Plaintiffs moved to remand, but the MDL Court had no difficulty denying remand based on the unequivocal certifications from the claimants that they would file in federal court:
Here, the Defendants have easily established the burden for fraudulent joinder. Pursuant to Pretrial Order 72, each Plaintiff agreed to be estopped from opposing the dismissal of any Defendant that destroyed diversity jurisdiction. For that reason, the Plaintiffs could never prevail on any claim against a diversity-destroying Defendant. That is the standard for fraudulent joinder.
Id. at *5.
That’s a good outcome for the defendants, and it suggests that the certification requirement used in the amended order would be an enforceable mechanism to prevent forum shopping in future MDL registries. But the Court’s opinion included some language that leaves the door open for shenanigans. The plaintiffs who brought the remand motion were represented by new counsel, and they claimed that they did not authorize their prior counsel to certify their claims to federal court. The Court noted that the plaintiffs’ certifications had not been set aside or vacated, and that they remain binding unless they are set aside or vacated. The Court directed the plaintiffs to file a motion specific to that relief and ordered the defendants and the plaintiffs’ prior counsel to respond by July 24, 2024.

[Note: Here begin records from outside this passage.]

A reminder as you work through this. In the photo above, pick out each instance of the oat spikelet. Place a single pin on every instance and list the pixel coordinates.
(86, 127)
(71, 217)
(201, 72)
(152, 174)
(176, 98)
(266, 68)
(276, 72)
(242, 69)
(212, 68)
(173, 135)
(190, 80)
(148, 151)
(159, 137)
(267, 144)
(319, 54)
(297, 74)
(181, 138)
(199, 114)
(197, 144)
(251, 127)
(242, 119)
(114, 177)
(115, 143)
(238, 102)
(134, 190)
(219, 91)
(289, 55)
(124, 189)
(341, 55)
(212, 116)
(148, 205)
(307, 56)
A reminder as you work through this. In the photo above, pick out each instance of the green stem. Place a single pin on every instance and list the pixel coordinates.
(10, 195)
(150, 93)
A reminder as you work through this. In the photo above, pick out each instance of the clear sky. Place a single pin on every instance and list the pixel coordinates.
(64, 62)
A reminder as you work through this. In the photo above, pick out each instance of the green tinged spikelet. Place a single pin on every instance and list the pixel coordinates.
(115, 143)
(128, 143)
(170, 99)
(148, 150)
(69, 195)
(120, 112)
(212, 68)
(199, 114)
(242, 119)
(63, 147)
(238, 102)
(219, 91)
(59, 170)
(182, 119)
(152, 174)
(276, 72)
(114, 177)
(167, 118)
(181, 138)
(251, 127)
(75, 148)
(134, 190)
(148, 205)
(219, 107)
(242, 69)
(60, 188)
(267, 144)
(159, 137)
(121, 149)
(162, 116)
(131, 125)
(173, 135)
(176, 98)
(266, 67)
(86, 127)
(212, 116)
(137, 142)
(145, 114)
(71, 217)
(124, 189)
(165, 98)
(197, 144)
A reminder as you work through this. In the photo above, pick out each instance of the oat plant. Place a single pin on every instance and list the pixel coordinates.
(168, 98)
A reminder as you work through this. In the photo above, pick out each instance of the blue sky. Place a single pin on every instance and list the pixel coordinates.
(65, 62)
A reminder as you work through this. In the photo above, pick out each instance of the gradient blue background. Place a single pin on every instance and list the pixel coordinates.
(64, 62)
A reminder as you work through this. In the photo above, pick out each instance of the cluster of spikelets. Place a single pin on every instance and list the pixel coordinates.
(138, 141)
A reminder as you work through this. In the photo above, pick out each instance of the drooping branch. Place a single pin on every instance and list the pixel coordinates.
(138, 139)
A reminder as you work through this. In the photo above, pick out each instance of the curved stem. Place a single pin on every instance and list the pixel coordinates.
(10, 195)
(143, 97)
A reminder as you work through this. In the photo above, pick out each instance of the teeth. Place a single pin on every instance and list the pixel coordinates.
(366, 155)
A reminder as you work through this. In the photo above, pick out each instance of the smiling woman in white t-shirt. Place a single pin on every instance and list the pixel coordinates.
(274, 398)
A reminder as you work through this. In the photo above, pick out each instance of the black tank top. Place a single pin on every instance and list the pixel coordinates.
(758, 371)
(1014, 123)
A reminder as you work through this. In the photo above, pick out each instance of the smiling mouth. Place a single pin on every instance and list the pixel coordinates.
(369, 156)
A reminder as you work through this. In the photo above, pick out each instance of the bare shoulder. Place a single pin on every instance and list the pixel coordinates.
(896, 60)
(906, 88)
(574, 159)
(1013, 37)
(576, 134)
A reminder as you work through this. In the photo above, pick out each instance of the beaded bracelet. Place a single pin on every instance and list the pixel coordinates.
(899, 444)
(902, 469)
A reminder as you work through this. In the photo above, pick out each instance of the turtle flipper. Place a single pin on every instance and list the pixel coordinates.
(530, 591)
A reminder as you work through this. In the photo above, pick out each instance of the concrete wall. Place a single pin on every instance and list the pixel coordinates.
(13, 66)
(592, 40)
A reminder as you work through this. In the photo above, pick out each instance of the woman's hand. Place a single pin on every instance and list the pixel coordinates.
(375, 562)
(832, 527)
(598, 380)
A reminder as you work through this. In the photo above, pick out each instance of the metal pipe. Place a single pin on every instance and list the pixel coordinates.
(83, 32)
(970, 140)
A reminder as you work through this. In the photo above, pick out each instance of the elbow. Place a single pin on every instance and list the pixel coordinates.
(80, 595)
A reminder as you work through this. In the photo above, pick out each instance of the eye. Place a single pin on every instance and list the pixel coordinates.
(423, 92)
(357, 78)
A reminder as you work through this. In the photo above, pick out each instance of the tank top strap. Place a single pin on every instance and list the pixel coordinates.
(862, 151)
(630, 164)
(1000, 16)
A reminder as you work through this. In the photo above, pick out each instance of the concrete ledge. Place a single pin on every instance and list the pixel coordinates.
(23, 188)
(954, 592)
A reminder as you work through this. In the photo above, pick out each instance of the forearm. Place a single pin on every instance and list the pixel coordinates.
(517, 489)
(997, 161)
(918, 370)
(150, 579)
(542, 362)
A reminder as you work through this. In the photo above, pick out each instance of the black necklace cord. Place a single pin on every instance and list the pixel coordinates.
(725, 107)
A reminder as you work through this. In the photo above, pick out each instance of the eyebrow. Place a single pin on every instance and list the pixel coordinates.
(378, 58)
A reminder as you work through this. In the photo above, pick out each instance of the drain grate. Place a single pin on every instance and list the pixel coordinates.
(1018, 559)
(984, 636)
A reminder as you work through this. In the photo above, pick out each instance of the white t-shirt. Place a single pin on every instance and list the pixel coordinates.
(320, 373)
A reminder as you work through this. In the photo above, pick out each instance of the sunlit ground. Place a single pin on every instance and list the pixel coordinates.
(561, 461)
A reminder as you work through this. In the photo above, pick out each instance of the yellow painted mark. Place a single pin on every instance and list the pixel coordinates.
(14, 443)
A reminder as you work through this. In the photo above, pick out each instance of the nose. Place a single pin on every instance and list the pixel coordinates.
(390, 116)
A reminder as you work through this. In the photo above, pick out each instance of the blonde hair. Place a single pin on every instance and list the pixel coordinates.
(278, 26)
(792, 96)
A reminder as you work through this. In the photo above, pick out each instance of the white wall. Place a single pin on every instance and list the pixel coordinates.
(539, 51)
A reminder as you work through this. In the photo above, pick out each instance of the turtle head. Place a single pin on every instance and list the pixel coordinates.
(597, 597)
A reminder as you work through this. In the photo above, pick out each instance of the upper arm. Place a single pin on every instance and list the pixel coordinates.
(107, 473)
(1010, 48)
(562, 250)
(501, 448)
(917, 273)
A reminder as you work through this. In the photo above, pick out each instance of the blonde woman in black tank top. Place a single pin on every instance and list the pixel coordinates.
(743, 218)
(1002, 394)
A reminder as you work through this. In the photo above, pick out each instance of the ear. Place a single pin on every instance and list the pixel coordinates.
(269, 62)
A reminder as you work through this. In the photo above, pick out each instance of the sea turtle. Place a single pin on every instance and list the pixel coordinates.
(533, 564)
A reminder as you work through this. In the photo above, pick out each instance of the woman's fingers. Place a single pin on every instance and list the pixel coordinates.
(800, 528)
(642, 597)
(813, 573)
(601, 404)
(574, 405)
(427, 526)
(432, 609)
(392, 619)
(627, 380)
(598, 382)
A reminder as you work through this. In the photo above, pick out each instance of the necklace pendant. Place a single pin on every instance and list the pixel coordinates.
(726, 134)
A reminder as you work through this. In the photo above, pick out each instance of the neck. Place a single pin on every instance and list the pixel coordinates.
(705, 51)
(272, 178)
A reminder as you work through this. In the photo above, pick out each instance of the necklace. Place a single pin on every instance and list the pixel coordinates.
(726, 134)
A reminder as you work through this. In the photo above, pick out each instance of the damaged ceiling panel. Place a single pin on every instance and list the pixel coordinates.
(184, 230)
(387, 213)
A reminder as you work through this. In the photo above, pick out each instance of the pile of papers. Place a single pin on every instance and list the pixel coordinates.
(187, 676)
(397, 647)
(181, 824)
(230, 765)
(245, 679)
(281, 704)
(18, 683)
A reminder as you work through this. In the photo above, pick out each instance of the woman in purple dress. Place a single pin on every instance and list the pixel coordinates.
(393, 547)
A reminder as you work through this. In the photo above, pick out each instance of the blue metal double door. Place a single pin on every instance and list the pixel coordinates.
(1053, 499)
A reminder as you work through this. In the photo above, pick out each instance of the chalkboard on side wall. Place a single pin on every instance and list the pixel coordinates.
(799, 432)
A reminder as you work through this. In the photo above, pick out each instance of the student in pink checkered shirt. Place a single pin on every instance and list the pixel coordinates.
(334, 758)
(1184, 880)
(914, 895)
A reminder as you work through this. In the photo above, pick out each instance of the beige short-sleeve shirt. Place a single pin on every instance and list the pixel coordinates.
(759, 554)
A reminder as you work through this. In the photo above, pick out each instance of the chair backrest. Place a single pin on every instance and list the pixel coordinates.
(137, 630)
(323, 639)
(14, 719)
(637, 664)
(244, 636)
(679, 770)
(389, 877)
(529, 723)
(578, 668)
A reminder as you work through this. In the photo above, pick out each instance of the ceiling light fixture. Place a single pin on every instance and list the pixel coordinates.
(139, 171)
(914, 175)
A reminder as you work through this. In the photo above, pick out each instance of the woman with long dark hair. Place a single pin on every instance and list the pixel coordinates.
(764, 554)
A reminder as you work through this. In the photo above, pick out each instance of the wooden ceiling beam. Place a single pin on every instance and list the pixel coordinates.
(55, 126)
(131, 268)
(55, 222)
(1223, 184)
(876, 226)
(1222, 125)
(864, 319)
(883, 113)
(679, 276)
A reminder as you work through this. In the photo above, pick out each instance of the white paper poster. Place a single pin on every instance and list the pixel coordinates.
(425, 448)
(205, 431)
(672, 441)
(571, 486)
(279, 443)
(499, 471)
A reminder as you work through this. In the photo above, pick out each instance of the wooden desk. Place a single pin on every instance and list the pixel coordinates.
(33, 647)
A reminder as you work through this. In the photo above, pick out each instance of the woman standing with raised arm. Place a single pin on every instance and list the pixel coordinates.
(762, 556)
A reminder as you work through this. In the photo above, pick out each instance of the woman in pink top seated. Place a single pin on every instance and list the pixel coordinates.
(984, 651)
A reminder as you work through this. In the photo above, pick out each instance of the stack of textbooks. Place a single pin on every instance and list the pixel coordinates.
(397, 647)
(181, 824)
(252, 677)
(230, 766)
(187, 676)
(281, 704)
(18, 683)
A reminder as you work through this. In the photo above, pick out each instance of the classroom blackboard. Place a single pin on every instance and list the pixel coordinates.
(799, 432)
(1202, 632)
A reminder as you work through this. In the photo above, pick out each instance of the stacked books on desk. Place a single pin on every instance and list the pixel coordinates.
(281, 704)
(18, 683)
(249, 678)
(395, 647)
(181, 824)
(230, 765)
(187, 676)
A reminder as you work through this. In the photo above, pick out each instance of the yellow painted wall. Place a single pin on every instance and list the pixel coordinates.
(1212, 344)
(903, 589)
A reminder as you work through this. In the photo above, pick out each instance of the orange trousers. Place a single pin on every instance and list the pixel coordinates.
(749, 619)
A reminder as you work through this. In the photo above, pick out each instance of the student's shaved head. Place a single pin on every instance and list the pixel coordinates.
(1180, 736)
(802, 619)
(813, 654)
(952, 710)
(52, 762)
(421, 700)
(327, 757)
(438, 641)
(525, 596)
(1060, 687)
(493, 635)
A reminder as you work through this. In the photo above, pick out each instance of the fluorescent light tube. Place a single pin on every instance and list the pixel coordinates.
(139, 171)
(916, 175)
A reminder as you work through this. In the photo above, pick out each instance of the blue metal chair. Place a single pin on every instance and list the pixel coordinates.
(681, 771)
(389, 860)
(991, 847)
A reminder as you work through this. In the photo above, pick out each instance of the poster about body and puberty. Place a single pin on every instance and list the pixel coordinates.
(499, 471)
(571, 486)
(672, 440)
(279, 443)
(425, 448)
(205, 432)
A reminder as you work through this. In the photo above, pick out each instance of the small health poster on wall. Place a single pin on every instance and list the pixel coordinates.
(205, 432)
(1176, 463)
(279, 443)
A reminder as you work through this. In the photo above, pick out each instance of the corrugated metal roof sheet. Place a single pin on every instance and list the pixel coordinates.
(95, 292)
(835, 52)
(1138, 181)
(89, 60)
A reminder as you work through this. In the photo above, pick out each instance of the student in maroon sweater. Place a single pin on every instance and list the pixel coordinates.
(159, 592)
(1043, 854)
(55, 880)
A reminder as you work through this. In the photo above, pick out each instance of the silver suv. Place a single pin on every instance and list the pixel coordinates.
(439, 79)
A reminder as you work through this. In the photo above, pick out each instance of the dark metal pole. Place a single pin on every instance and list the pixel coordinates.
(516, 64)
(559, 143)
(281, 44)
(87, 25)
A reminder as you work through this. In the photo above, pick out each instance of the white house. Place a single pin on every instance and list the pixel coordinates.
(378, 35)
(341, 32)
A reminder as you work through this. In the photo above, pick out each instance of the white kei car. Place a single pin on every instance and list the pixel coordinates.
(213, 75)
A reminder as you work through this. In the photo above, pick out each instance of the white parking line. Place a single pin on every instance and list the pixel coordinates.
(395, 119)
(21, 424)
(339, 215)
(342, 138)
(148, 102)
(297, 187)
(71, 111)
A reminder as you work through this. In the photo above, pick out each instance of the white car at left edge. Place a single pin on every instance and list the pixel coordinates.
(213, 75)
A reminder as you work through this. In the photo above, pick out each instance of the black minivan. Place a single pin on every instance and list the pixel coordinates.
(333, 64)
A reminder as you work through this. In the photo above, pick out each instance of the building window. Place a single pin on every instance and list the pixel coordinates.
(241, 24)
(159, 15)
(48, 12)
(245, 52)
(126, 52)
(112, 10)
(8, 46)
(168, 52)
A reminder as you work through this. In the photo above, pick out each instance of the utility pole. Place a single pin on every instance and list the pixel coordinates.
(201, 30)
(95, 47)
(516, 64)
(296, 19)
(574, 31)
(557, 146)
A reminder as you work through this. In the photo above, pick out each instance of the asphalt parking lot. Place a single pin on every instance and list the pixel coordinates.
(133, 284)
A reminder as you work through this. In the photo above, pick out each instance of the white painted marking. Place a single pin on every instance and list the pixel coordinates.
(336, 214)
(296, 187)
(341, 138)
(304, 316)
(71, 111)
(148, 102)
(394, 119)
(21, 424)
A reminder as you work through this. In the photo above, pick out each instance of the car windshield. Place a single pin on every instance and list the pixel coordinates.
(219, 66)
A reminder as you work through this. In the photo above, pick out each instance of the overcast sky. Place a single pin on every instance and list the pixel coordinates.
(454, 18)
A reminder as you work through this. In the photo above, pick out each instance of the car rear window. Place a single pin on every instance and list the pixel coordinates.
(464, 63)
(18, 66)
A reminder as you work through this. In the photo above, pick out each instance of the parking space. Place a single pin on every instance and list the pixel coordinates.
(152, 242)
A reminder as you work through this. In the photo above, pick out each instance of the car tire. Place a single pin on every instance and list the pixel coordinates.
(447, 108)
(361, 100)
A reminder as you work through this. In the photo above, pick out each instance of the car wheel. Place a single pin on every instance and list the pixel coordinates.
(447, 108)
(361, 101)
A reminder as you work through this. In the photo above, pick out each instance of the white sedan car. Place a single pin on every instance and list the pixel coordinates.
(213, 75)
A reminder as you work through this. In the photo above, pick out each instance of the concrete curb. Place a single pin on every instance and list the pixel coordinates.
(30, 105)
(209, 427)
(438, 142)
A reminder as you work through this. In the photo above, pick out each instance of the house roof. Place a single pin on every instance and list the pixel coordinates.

That follow up briefing and the Court’s decision is worth watching, and we’ll keep you posted. If plaintiffs are ultimately permitted to vacate their certifications despite the MDL Court’s targeted efforts to establish an enforceable system where the defendants received the benefit of their bargain for the establishment of a registry, then future MDL defendants should exercise extreme caution before agreeing to any limitations tolling associated with these sorts of registry systems.
[1] It’s worth noting that, as pointed out in a prior post, the primary use of registry information appears to be to establish the universe of claims for purposes of prioritizing expert admissibility rulings under Fed.R. Evid. 702. That appears to be what the Zantac MDL Court did.